Ertegun was a founder of the Rock and Roll Hall of Fame and remained chairman of Atlantic Records until his death. He was also an enthusiastic presence at concerts and industry events, such as the Stones' performance for Clinton at the Beacon Theatre in Manhattan.
News that he had died brought an outpouring of sentiment from veterans of the music industry. And, even for a business circle inured to hyperbole, there was a strong consensus that an era had come to an end with the death of Atlantic's architect.
Ertegun started Atlantic Records in 1947 with a fellow jazz fan, Herb Abramson, as a partner and with a $10,000 loan they got from a family dentist. The label became a 1950s sensation by delivering earthy R&B and lively jazz that corporate labels were too slow or too timid to embrace.
"He was a visionary.... He was one of the great personalities of our time, moving from Jagger to Kissinger, from Ray Charles to Brooke Astor," said Clive Davis, the founder of Arista Records who now heads J Records and is chief executive officer of BMG North America. "His passion for music was singular, and his contribution to our musical heritage was second to none."
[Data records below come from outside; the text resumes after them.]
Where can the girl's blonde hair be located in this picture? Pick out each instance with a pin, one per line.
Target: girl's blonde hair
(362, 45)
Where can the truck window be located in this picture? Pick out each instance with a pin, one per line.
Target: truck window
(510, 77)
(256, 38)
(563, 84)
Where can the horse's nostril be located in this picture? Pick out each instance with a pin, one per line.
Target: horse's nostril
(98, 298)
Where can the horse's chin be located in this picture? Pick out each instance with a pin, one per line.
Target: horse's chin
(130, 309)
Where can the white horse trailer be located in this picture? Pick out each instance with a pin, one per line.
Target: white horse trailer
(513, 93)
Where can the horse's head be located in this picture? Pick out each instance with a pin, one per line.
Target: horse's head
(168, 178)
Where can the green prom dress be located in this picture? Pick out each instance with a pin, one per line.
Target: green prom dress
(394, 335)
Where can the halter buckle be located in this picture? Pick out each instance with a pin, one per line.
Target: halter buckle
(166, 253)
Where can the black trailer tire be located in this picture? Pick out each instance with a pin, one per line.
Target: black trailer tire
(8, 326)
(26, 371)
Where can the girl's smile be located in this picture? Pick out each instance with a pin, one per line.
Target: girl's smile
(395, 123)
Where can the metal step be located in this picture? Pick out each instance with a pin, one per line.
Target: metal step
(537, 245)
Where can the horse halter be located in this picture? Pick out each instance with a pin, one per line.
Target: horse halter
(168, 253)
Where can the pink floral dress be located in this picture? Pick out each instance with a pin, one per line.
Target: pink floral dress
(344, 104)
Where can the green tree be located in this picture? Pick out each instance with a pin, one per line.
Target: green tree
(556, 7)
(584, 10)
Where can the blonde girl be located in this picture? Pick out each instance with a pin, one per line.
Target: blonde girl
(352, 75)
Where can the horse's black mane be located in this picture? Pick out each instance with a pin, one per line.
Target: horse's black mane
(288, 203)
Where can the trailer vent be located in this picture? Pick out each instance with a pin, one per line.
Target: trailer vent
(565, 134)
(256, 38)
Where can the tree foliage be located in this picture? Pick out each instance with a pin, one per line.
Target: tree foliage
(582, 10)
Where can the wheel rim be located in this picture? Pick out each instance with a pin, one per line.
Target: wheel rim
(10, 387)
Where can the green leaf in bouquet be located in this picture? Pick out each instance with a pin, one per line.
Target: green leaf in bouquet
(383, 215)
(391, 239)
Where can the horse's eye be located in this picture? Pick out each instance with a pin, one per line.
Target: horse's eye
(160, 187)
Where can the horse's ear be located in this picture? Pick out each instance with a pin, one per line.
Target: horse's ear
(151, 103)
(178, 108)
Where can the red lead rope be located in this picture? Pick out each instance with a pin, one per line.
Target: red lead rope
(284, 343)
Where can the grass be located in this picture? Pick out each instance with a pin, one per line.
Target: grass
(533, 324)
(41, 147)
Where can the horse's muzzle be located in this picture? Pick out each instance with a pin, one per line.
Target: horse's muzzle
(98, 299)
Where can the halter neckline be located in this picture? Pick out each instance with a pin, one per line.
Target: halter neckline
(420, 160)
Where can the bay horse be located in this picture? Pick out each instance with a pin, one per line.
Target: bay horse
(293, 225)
Ertegun's legacy was spun not only in platinum and gold records but also in the careers of others who looked to Atlantic as the template for independent label success and to Ertegun as a charismatic hero.
David Geffen, the billionaire entertainment mogul, said Thursday that it was at Ertegun's advice that he first launched his own label. Geffen said Ertegun's personality was as potent as his business acumen. "He loved musicians, he loved music, he loved life.... He was a lot of fun, a real raconteur," Geffen said. Of his friend's storytelling, Geffen said: "He was elegant and raunchy."
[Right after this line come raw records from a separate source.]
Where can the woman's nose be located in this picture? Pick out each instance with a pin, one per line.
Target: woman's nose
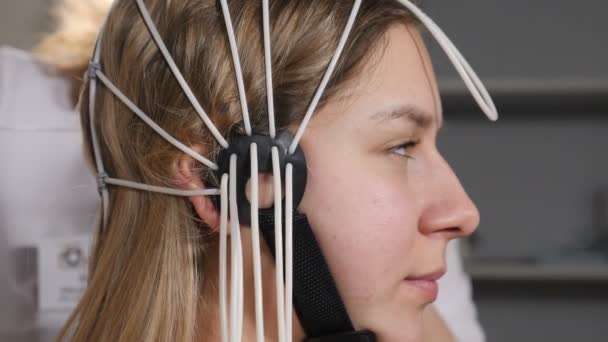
(448, 211)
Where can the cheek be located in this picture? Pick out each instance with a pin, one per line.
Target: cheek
(365, 224)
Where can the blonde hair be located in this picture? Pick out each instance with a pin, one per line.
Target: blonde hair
(148, 271)
(67, 49)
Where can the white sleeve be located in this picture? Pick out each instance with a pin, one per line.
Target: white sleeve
(455, 301)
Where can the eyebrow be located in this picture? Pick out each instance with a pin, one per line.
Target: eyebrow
(418, 116)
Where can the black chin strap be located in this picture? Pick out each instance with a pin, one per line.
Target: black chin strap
(315, 297)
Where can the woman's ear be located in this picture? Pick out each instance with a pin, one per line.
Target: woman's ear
(187, 179)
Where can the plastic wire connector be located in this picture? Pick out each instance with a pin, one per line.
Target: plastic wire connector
(102, 184)
(92, 70)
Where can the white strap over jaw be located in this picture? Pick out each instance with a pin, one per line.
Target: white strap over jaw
(231, 328)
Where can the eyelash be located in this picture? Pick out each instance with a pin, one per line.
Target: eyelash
(407, 145)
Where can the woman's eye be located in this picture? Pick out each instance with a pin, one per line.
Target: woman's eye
(404, 148)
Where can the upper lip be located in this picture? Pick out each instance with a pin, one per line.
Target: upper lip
(432, 276)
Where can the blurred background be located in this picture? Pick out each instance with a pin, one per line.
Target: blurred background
(539, 261)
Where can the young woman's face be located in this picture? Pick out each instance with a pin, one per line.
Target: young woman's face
(381, 200)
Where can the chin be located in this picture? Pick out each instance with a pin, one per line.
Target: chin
(400, 327)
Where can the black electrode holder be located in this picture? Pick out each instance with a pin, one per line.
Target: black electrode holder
(240, 145)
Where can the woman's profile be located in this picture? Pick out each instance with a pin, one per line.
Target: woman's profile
(379, 197)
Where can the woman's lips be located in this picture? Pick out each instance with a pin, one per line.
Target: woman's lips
(429, 288)
(427, 283)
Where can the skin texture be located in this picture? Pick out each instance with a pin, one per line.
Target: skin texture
(380, 212)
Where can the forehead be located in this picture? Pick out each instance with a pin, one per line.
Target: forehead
(400, 77)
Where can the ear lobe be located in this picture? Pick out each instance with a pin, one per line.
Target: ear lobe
(186, 179)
In the music-industry book "Hit Men" in 1991, author Fredric Dannen described Ertegun as a winking and worldly player: "He had Great Record Man written all over him. He was jaunty, and bald, and had a goatee.... He could order a bottle of wine from a headwaiter in perfect French, then turn to his jazzman dinner guest and slip into black jive. Ertegun was one of the original characters of the record business, but the one with the most class."
He was born July 31, 1923, in Uskudar, a dense suburb of Istanbul that lies on the Bosporus. The family didn't take the name Ertegun until 1936, when President Mustafa Kemal Ataturk decreed that all Turkish families should adopt surnames. The future mogul's father, a lawyer and diplomat named Mehmet Munir, chose "Ertegun"; it means "living in a hopeful future."
Passion for music
It was his mother, Hayrunisa Rustem, who gave Ertegun a passion for music.
"If it hadn't been for the mores of Turkish society, she probably would have been a star," he once wrote. "She had a beautiful voice, played every instrument by ear, was a terrific dancer and loved music. Wherever we were, she always bought all the popular hits of the day: Josephine Baker, Mae West, the Mills Brothers, the Boswell Sisters, among many others, so we always had a lot of music in the house."
His father's assignments took the family throughout Europe during the 1920s and to London in 1931. There, at age 9, Ertegun's elder brother Nesuhi took him to see Cab Calloway's Orchestra at the Palladium. "Then we went to hear Duke Ellington," Ahmet Ertegun recalled later. "It was an incredible experience for me."
The family odyssey led to Washington, where Ertegun expected to find "cowboys, Indians, Chicago gangsters, beautiful brown-skinned women and jazz."